6. Sayı
Gezi Yazıları
Hayatımın hiçbir döneminde genel yargının aksine Norveç sevdam olmadı. Fakat yaklaşık bir yıl öncesinde Norveç’e yerleşmek üzere geldim. Geldim, yerleştim ve artık burası gerçekten evim oldu. Size bu yazıda; “Başkenti Oslo’dur, krallıkla yönetilir, parası Norveç Kronu’dur” gibi internet bilgilerinden ziyade kendi deneyimlerimi, gözlemlerimi aktaracağım.
Norveç’te ilk zamanlarımı hatırladıkça gülerim. Buraya geldiğim ilk gün dışarı çıkmıştım. İlk defa sokaklarında geziyordum ve arkadaşıma demiştim ki; bugün resmi tatil mi? Meğer sokakların normal hali bu kadar tenhaymış. İstanbul’dan gelen masum bir Anadolu insanı olarak, bunu kabullenmem çok uzun zaman almıştı. Ülkenin nüfusu yaklaşık 5 milyon. Yani İstanbul nüfusunun üçte biri diyebiliriz. Bu sebeple ilk geldiğimde yaşadığım şok gayet normal sanırım.

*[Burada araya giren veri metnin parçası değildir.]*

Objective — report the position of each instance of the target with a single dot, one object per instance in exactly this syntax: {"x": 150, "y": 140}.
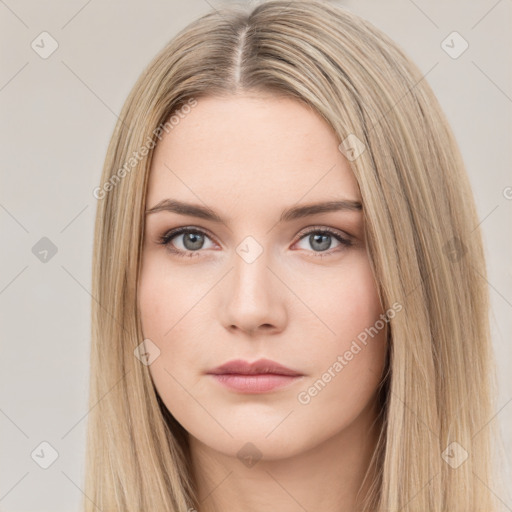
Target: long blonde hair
{"x": 423, "y": 241}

Norveç’in toplum yapısı sadece nüfusla da açıklanamaz bence. İnsanların eğitim seviyesi çok büyük bir etken. Ülkede eğitim ücretsiz, bundan dolayı insanlar mutlaka üniversite okuyorlar, hatta birkaç kez okuyanlar da var. Daha ilkokul çağlarından itibaren İngilizce seviyeleri çok iyi oluyor; sokaktaki çocuktan, otobüs şoförüne kadar herkes kendini en az iki dilde çok rahatça ifade edebiliyor.
Eğitim sistemlerinde en çok dikkatimi çekenler anaokulları ve interaktif sistemleri: Burada ço-cuklar bir yaşında anaokuluna başlıyorlar. İki yaşından itibaren ise zorunlu. İnteraktif sistem ise şöyle oluyor: Ders esnasında öğretmen sa-dece 10 dakika konu anlatıyor. Geri kalan süre sınıfta çocukların grup tartışmaları, kendilerini ifade etmeleri ile geçiyor.
Peki neden en mutlu ülkelerden biri Norveç?
Bunu idrak etmek için buraya turist olarak gelmek bile yeterli olabilir. Burada yaşayan hiç kimse diğer insanın hayatına ilgi duymuyor, merak etmiyor. Özel alana ve özel yaşama saygıları çok fazla. Rahatsız olma ihtimalinize binaen sizinle trende, sokakta bile göz göze gelmemeye dikkat ederler. Yeni tanıştıkları insanlara isim ve soy ismin ilerisinde kişisel sorular sormamaya dikkat ederler. Daha da önemlisi hayatlarında kaygı ve stres yok. Gelir, çok düzenli bir şekilde dağılmış. Market görevlisi ve akademisyenin maaşları arasında uçurum bir fark yoktur ve bu sebeple de herkes sevdiği işe, ilgi duyduğu alana yöneliyor. Harika doğal güzelliklere sahip olmalarının da çok etkisi var elbette. Her evin, sokağın yolu bir göle ya da manzaraya çıkar. Dağ gezisi yapmaya çocukluk yaşlarından itibaren bayılırlar. Hatta çok meşhur bir cümleleri vardır; “Ut på tur aldri sur!”. Yani; “Doğa gezisine çık, asla sinirli olma!”.
Hep somon mu yiyoruz?
Evet.. Şaka bir yana Norveçlilerin yemek kültürü çok kötü. Bunu kendileri de kabul ediyorlar. Genellikle patates, kahverengi peynir (bru-nost), somon, waffle ve pizza tüketiyorlar ama bundan şikayetçi değiller çünkü yemek çok da önemli bir şey değil Norveçliler için. Onlar için doymuş olmak asıl mevzu.
Bu hayaller ülkesi Norveç’in hiç mi olumsuz yanı yok peki?
Tabii ki var. 6 ay süren kış, ve bu kış süresinde havanın öğleden sonra saat 3 gibi kararması insanları depresyona ve vitamin eksikliğine sürükleyebiliyor. Sosyal hayatta da insanların fazla bireysel olması, bizleri yalnızlığa itebiliyor. Ama yine de Norveç’te yaşamak, Norveç’te olmak hepsini unutulabilir kılıyor.